I went to the pub the other night and ended up being asked by two different reader friends, about a certain vertically challenged actor playing the role of a six foot five character. Both conversations got me thinking about how characters are described to readers.
Where do you start and stop when describing your lead character? Do you give a comprehensive description that is practically a photofit, do you circle round the lead darting in with the odd detail or do you say nothing?
Take the aforementioned character – Jack Reacher. We know he’s a big guy, Lee Child tells us that in every book. But what colour are his eyes? Has he a square jaw like Dolph Lundgren or is he a pretty boy like Johnny Depp? Has he scars? I guess his teeth are in good nick due to his one possession – the folding toothbrush – but other than that I don’t know what he looks like other than my own mental image. His age is never given out, although you can work it out from the clues Lee Child leaves.

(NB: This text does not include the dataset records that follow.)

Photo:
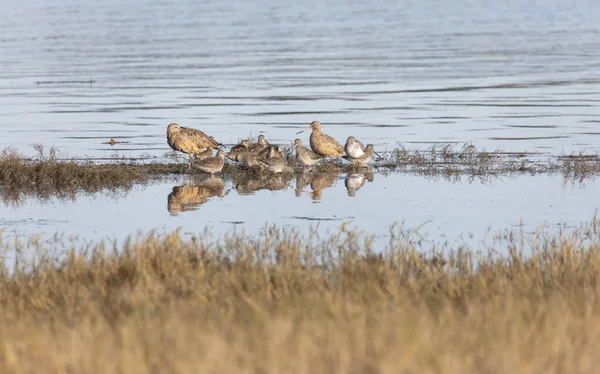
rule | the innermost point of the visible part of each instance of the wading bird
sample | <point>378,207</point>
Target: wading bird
<point>211,165</point>
<point>323,144</point>
<point>190,141</point>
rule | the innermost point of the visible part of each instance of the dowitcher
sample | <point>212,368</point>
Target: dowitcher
<point>366,157</point>
<point>354,148</point>
<point>257,147</point>
<point>211,165</point>
<point>238,150</point>
<point>275,163</point>
<point>188,140</point>
<point>273,150</point>
<point>202,155</point>
<point>323,144</point>
<point>305,156</point>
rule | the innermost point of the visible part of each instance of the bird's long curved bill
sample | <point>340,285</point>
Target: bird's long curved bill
<point>300,132</point>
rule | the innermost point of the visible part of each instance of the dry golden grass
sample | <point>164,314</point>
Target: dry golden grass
<point>282,302</point>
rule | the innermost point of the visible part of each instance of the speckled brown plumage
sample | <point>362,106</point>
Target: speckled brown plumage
<point>257,147</point>
<point>237,151</point>
<point>211,164</point>
<point>188,140</point>
<point>323,144</point>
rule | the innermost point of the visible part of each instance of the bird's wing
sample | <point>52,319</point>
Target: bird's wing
<point>198,136</point>
<point>333,144</point>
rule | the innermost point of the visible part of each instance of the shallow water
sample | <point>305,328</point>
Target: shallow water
<point>516,75</point>
<point>443,210</point>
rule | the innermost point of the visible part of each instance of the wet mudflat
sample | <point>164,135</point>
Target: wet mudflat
<point>454,210</point>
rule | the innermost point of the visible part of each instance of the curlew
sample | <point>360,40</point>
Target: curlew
<point>273,150</point>
<point>354,148</point>
<point>190,141</point>
<point>211,165</point>
<point>305,156</point>
<point>323,144</point>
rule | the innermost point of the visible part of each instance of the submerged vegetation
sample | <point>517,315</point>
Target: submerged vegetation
<point>49,175</point>
<point>283,302</point>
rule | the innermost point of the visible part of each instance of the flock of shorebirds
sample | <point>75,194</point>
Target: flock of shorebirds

I like this style of description or rather lack of it. It gives me some ownership of the character. A lot of my favourite authors employ this kind of faceless lead where the reader is given broad details but only enough to form an outline. Then the reader can colour in the character as they see them.
Fleming never gave Bond a face in the books, although we all now picture Connery, Brosnan, Moore, Craig or God forbid Lazenby. Billingham’s Tom Thorne, MacBride’s Logan McRae, Sharp’s Charlie Fox and Hilton’s Joe Hunter are also faceless characters who we the readers give faces to.
Lee Child has openly said that whoever got the part of Reacher would be wrong for the majority (can’t remember the percentage and I’m too busy to do research for such a minor point) of fans and I agree with this sentiment. Just look at any discussion as to which actor or actress would play which character or other. What you end up with is a whole host of names thrown into the hat which some agree with and others don’t.
What makes my teeth itch are massively detailed drawings of characters which are unnecessary. Sure tell me the lead’s eye colour if you want. But I don’t care about the colour of the newsagents eyes if it has no relevance to the story. Don’t waste half a page telling me shit I don’t need to know about someone I don’t care about. Be warned if you do the faceless masses will take me away with them and I won’t return to your novel.
Johnathan Kellerman gives such detailed description of clothes and perfume that I have taken my readership elsewhere due to physically feeling the tension being stolen from the story. What makes this such a shame is the fact he writes otherwise brilliant novels.
Stuart MacBride once described a character as “a baldy wee fuck of a man”. To my mind you don’t need any more than that to give the reader a snapshot of the character and in MacBride’s example the character’s character.